A federal court in California has ruled that an athlete kneeling during the National Anthem at a school sponsored athletic event is a form of constitutionally protected speech. This issue has been brewing ever since the protest movement caught on with a significant number of NFL players. We knew it would spill over into high school athletics, and that litigation was inevitable. Now we have a reported case in which the court issued an injunction, ordering the school officials not to restrict “students from kneeling or sitting during the playing or singing of the National Anthem at extracurricular events, including athletic events.” The school was also ordered not to “require any action from Plaintiff or other students during the playing or singing of the National Anthem at extracurricular events, including athletic events.”
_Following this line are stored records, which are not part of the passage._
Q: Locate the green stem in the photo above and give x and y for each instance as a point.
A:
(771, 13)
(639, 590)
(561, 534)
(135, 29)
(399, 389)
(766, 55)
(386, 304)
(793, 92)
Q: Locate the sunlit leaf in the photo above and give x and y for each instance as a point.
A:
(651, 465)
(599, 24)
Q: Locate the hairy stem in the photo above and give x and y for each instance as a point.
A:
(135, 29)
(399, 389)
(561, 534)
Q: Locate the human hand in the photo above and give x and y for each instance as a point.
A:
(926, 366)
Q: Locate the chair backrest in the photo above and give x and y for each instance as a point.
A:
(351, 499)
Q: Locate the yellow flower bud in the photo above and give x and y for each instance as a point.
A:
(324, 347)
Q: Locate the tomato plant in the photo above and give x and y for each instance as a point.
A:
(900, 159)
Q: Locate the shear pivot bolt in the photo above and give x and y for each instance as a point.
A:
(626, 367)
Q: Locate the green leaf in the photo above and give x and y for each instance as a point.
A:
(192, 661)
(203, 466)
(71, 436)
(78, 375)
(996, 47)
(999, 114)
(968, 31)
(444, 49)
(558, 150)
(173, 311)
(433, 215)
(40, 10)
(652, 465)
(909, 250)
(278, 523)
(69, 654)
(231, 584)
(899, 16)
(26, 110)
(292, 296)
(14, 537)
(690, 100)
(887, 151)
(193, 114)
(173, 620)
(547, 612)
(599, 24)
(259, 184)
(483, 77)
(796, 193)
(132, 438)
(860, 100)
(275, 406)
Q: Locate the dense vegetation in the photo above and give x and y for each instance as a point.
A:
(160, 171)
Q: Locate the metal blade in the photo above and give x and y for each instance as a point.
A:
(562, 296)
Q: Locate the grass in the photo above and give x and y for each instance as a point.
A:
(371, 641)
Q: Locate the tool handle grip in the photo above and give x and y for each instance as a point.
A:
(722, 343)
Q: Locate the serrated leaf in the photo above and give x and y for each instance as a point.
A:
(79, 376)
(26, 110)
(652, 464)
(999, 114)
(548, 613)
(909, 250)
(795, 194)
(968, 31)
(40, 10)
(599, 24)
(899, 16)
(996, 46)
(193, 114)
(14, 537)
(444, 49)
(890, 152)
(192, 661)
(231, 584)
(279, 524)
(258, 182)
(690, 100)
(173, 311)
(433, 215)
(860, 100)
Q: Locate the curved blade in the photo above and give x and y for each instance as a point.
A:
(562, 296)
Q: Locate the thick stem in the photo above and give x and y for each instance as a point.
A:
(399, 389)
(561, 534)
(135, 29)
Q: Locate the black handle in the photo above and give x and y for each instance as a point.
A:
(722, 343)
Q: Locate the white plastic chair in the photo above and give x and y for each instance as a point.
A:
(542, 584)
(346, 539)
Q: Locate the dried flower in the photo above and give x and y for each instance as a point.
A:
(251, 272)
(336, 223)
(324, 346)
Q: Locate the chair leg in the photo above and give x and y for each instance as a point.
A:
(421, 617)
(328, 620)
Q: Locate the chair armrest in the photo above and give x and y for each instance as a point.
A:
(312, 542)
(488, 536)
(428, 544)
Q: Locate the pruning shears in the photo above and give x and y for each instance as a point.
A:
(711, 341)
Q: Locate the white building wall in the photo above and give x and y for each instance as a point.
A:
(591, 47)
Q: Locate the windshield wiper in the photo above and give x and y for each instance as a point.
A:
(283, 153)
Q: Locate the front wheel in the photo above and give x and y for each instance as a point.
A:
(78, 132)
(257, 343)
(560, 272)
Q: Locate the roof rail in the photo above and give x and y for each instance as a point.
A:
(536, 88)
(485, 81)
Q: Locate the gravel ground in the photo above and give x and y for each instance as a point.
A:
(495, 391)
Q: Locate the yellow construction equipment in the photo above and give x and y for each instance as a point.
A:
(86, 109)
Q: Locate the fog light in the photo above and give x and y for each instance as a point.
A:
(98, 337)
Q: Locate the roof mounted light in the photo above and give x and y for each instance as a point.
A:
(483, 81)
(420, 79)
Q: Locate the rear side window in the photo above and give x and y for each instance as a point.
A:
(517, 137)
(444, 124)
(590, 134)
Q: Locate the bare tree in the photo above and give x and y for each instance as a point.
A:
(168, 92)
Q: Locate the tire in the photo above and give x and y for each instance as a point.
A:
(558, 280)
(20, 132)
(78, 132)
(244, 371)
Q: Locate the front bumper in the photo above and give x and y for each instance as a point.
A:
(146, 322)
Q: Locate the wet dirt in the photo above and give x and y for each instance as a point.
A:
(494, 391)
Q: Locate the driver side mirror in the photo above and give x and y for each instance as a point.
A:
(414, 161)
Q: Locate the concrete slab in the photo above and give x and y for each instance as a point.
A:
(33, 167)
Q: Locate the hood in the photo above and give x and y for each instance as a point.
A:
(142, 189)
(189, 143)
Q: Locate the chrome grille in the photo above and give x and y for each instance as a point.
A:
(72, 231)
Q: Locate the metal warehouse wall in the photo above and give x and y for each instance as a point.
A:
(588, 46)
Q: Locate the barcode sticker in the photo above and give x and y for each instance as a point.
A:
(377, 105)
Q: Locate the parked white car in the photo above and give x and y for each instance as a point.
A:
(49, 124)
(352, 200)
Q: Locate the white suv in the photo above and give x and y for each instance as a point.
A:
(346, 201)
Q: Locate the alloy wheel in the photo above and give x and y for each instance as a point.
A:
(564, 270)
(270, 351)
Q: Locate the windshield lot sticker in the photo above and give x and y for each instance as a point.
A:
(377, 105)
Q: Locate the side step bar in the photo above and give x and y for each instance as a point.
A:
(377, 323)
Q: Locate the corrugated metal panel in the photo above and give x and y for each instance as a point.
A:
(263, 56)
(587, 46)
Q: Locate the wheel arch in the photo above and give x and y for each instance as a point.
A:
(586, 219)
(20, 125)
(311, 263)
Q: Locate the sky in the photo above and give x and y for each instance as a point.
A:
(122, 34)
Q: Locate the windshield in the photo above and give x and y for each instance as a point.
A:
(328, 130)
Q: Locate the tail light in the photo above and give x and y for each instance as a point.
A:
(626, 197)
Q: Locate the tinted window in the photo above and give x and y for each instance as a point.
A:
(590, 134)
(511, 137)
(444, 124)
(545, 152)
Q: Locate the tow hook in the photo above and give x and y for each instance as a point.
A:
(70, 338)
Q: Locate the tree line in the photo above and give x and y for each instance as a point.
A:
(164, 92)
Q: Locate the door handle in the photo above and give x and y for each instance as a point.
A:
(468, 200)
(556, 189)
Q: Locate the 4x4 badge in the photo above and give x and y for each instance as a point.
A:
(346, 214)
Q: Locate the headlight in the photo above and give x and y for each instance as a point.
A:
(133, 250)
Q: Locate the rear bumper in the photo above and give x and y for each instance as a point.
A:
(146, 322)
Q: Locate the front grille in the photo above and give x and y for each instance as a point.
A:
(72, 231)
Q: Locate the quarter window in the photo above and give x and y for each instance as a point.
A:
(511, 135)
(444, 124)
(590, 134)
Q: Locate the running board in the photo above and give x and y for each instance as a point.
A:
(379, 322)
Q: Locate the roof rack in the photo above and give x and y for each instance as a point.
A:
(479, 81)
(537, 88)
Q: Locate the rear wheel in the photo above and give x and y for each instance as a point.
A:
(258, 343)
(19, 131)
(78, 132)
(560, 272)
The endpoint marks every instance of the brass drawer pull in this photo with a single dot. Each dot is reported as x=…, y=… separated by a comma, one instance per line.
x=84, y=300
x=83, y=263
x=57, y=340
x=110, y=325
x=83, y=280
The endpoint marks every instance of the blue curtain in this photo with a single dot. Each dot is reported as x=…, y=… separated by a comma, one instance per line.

The court seemed to think it was a pretty simple and straightforward issue. Kneeling during the National Anthem is a form of symbolic speech. It did not cause, nor was it likely to cause, a material or substantial disruption of school activities. It sounds an awful lot like a student wearing a black armband to school to protest America’s involvement in the war in Vietnam.
The black armband case was Tinker v. Des Moines in 1965. The National Anthem case happened in 2017. Same issue. Same legal analysis. Same result. This case is V.A. v. San Pasqual Valley USD, decided by the federal court for the Southern District of California on December 21, 2017.
DAWG BONE: GET THE WORD TO THE COACHES.